01.01.2009

Wenn ein Hype den nächsten jagt

Essay von Sven Titz

Berichte über den vermeintlich katastrophalen globalen Wandel der Umwelt häufen sich. Immer bizarrer werden die medialen Exzesse – sie treiben die Rezipienten in die Apathie oder in pauschales Misstrauen. Cui bono? Von Sven Titz

„Kognitive Dissonanz“ – so bezeichnen Psychologen das unangenehme Gefühl, wenn sich zwei Wahrnehmungen partout nicht miteinander vereinbaren lassen. Diese emotionale Regung lässt sich neuerdings auch im Zusammenhang mit der Umweltforschung definieren: Eine kognitive Dissonanz entsteht, wenn immer wieder der klimatische oder ökologische Untergang angekündigt wird, während die Studien, die der Nachricht zugrunde liegen, in Wirklichkeit häufig gar keinen Hinweis auf ein Desaster liefern.

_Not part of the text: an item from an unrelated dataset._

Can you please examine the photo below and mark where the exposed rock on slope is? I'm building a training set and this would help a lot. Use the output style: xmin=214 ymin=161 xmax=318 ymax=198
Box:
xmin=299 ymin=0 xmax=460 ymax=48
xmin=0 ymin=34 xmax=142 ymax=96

Anfang November 2008 meldete zum Beispiel die Nachrichtenagentur AFP, die Arktis und der Nordatlantik erlebten derzeit den stärksten Klimawandel seit 5000 Jahren. Forscher von der Cornell University hätten das anhand paläoökologischer Funde nachgewiesen. Wenn es denn stimmte, wäre das ein wahrhaft bemerkenswertes Resultat. Doch wer der Geschichte auf den Grund geht, erlebt sein blaues Wunder. Die Agentur AFP berief sich bei ihrer Meldung auf eine im Journal Ecology publizierte Studie.1 Keine Rede ist darin von dem „stärksten Klimawandel der letzten 5000 Jahre“. Nichts ist zu finden, nada. Die Recherche fördert dann Erstaunliches zutage. Der Erstautor Charles Greene räumt ein, die Pressemeldung seiner Universität sei nach seiner Billigung verändert worden, „um die Studie als Artikel zur globalen Erwärmung zu hypen“.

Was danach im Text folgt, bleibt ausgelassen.